Sono passati due anni dalla morte di Mahsa Amini, la ventiduenne curdo iraniana arrestata nel 2022 per non aver rispettato il rigido codice di abbigliamento islamico e morta dopo tre giorni di agonia a seguito delle percosse subite: due anni di proteste, di esecuzioni su larga scala, di parenti in lutto perseguitati ma soprattutto di impunità dei colpevoli. Questo è il ritratto dell’Iran oggi.

E sono tanti gli attivisti antiregime che sperano che questa morte, insieme a tutte le altre, non rimanga vana. Il suo sacrificio due anni fa ha fatto nascere il movimento “Donna, Vita, Libertà”, a distanza di 24 mesi trentaquattro donne, prigioniere politiche nel terribile carcere iraniano di Evin, hanno iniziato lo sciopero della fame.

La notizia è stata diffusa dalla Fondazione del Premio Nobel per la Pace Narges Mohammadi, anche lei in prigione a Evin dal novembre del 2021, che si è battuta contro l’obbligo di indossare l’hijab e la pena di morte in Iran. “Ribadiamo il nostro impegno per l’affermazione della democrazia, della libertà e dell’uguaglianza e per la sconfitta del dispotismo teocratico.
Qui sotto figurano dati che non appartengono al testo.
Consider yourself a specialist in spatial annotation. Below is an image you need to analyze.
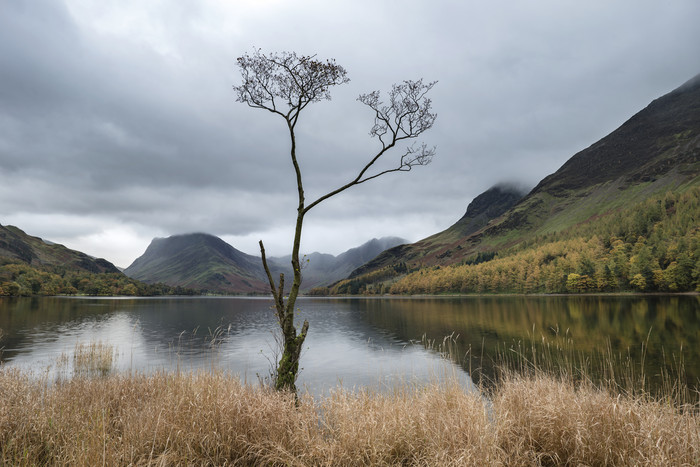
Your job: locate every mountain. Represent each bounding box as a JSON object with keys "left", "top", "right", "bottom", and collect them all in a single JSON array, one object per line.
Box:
[
  {"left": 336, "top": 73, "right": 700, "bottom": 293},
  {"left": 472, "top": 73, "right": 700, "bottom": 248},
  {"left": 124, "top": 233, "right": 406, "bottom": 294},
  {"left": 0, "top": 224, "right": 119, "bottom": 273},
  {"left": 273, "top": 236, "right": 407, "bottom": 289},
  {"left": 448, "top": 184, "right": 528, "bottom": 238},
  {"left": 349, "top": 185, "right": 526, "bottom": 279},
  {"left": 124, "top": 233, "right": 269, "bottom": 293},
  {"left": 533, "top": 73, "right": 700, "bottom": 196}
]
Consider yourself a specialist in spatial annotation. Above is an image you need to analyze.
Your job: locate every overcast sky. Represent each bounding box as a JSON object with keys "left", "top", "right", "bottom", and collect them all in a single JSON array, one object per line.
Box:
[{"left": 1, "top": 0, "right": 699, "bottom": 267}]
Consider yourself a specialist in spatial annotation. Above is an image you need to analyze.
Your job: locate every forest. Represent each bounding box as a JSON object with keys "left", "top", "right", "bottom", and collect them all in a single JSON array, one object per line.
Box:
[{"left": 327, "top": 186, "right": 700, "bottom": 295}]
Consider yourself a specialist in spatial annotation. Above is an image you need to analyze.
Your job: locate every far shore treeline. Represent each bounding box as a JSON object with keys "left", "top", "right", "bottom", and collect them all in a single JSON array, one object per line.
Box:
[{"left": 0, "top": 262, "right": 198, "bottom": 297}]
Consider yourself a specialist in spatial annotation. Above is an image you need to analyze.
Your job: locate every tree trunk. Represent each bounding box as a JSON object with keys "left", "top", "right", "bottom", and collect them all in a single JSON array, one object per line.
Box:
[
  {"left": 274, "top": 207, "right": 309, "bottom": 393},
  {"left": 236, "top": 52, "right": 436, "bottom": 393},
  {"left": 259, "top": 128, "right": 309, "bottom": 393},
  {"left": 274, "top": 314, "right": 309, "bottom": 392},
  {"left": 260, "top": 239, "right": 308, "bottom": 394}
]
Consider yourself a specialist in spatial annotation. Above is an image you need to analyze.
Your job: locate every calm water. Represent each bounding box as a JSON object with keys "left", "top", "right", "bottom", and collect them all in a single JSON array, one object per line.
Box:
[{"left": 0, "top": 295, "right": 698, "bottom": 393}]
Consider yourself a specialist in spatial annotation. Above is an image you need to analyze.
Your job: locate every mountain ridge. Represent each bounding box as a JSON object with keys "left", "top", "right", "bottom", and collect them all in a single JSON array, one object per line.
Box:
[
  {"left": 124, "top": 233, "right": 407, "bottom": 294},
  {"left": 348, "top": 185, "right": 525, "bottom": 279},
  {"left": 0, "top": 224, "right": 193, "bottom": 296}
]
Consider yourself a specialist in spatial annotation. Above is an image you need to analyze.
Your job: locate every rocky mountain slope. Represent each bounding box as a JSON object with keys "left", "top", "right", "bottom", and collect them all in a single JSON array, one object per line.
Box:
[
  {"left": 337, "top": 73, "right": 700, "bottom": 292},
  {"left": 275, "top": 236, "right": 407, "bottom": 289},
  {"left": 0, "top": 224, "right": 178, "bottom": 296}
]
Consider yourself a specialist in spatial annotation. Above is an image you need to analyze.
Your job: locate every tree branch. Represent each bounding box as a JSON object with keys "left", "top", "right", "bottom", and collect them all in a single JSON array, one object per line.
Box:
[
  {"left": 304, "top": 80, "right": 437, "bottom": 214},
  {"left": 259, "top": 240, "right": 284, "bottom": 321}
]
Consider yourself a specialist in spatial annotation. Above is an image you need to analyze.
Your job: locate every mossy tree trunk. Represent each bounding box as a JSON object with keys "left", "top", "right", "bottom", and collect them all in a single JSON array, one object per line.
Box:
[{"left": 259, "top": 141, "right": 309, "bottom": 392}]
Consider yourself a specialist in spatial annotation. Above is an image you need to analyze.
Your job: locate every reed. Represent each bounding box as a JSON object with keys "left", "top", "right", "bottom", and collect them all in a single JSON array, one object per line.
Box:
[
  {"left": 493, "top": 373, "right": 699, "bottom": 466},
  {"left": 72, "top": 341, "right": 116, "bottom": 377},
  {"left": 492, "top": 326, "right": 696, "bottom": 406},
  {"left": 0, "top": 334, "right": 697, "bottom": 466}
]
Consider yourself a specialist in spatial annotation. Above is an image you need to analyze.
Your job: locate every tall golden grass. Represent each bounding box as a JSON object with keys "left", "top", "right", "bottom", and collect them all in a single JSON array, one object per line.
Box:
[
  {"left": 0, "top": 371, "right": 696, "bottom": 465},
  {"left": 0, "top": 335, "right": 698, "bottom": 466}
]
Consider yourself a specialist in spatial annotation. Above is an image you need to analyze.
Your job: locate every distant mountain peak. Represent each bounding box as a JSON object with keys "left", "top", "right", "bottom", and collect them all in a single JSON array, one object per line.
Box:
[
  {"left": 346, "top": 186, "right": 524, "bottom": 278},
  {"left": 272, "top": 236, "right": 408, "bottom": 289},
  {"left": 124, "top": 232, "right": 268, "bottom": 294},
  {"left": 124, "top": 233, "right": 407, "bottom": 293}
]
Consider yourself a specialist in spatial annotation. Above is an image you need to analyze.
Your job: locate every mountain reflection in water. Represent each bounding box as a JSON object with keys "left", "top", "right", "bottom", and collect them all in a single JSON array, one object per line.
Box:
[{"left": 0, "top": 295, "right": 697, "bottom": 394}]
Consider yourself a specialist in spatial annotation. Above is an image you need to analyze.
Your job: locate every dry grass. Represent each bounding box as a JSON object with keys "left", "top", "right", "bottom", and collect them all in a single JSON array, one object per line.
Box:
[
  {"left": 494, "top": 374, "right": 699, "bottom": 466},
  {"left": 0, "top": 363, "right": 697, "bottom": 466},
  {"left": 72, "top": 341, "right": 116, "bottom": 377}
]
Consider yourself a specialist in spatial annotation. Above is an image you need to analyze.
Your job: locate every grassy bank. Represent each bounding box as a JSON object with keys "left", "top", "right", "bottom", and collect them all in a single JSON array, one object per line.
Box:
[{"left": 1, "top": 363, "right": 698, "bottom": 466}]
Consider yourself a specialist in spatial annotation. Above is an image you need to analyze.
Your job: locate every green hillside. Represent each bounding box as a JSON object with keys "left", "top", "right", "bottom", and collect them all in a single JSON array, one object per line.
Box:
[
  {"left": 347, "top": 185, "right": 525, "bottom": 281},
  {"left": 389, "top": 186, "right": 699, "bottom": 294}
]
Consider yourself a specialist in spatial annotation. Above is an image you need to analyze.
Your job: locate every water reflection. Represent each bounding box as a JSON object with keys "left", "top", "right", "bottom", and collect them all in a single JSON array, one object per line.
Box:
[
  {"left": 0, "top": 295, "right": 697, "bottom": 393},
  {"left": 351, "top": 295, "right": 700, "bottom": 387},
  {"left": 0, "top": 297, "right": 472, "bottom": 395}
]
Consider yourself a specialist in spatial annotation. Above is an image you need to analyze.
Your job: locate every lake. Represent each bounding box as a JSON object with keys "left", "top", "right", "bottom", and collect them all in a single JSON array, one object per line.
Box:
[{"left": 0, "top": 295, "right": 698, "bottom": 394}]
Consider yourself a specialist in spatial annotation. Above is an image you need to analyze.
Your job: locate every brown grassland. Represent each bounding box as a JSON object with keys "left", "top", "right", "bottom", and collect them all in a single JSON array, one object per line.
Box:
[{"left": 1, "top": 340, "right": 698, "bottom": 467}]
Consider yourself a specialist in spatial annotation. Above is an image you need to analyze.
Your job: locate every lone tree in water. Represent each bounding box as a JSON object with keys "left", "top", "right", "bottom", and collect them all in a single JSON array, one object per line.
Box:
[{"left": 234, "top": 50, "right": 437, "bottom": 393}]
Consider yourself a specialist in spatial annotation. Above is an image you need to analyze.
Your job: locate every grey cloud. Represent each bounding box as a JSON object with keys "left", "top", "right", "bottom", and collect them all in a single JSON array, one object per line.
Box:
[{"left": 0, "top": 0, "right": 699, "bottom": 262}]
Oggi alziamo più forte la nostra voce e rafforziamo la nostra determinazione”.

Ogni assembramento è stato vietato dalla Polizia Morale e, anche se le proteste sono scemate negli ultimi mesi, continuano repressioni ed esecuzioni da parte del regime nel tentativo di soffocare anche gli ultimi aneliti di dissenso.

Una missione d’inchiesta delle Nazioni Unite a marzo di quest’anno ha definito la repressione delle manifestazioni da parte delle autorità un “crimine contro l’umanità”. Roya Boroumand, cofondatrice del Centro Abdorrahman Boroumand, ha dichiarato: “A due anni dalle proteste, i leader della Repubblica islamica non hanno ripristinato lo status quo ante né recuperato la legittimità perduta”. E, anche nel silenzio dei media a livello mondiale, alcune coraggiose voci continuano a levarsi contro questo scempio alla dignità umana.